One cool advantage of having multiple compilers for a language is that you can use one as a check on the other.
For example, if you're worried that one of the compilers might be malicious, you can use the other compiler to check on it: https://dwheeler.com/trusting-trust
Even if you're not worried about malicious compilers, you can generate code, compiled it against multiple compilers, and sending inputs and see when they differ in the outputs. This has been used as a fuzzing technique to detect subtle errors in compilers.
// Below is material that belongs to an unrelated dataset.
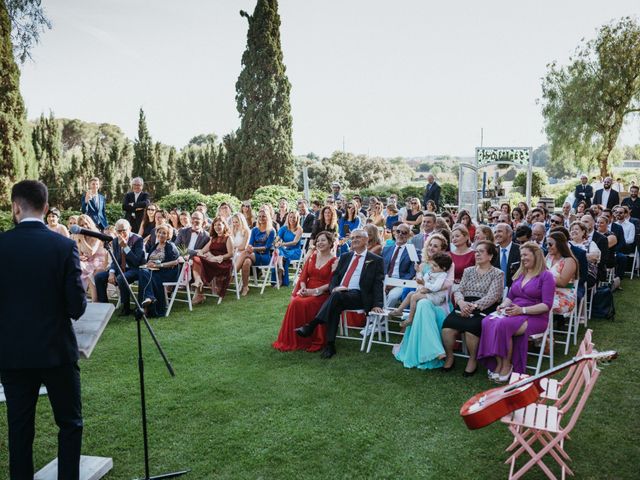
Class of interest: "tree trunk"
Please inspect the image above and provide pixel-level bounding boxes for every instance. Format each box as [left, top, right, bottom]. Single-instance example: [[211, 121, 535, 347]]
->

> For example, if you're worried that one of the compilers might be malicious, you can use the other compiler to check on it: https://dwheeler.com/trusting-trust
This still requires the use of a use of trusted compiler though. Comparing two compilers arbitrarily shows if there is consensus, it does not give guarantees about correctness.
From the link.
In the DDC technique, source code is compiled twice: once with a second
(trusted) compiler (using the source code of the compiler’s parent), and then
the compiler source code is compiled using the result of the first
compilation. If the result is bit-for-bit identical with the untrusted
executable, then the source code accurately represents the executable.
As discussed in detail in that dissertation, if you are using diverse double compiling to look for malicious compilers, the trusted compiler does not have to be perfect or even non-malicious. The trusted compiler could be malicious itself. The only thing you're trusting is that the trusted compiler does not have the same triggers or payloads as the compiler it is testing. The diverse double compiling check merely determines whether or not the source code matches the executable given certain assumptions. The compiler could still be malicious, but at that point the maliciousness would be revealed in its source code, which makes the revelation of any malicious code much, much easier.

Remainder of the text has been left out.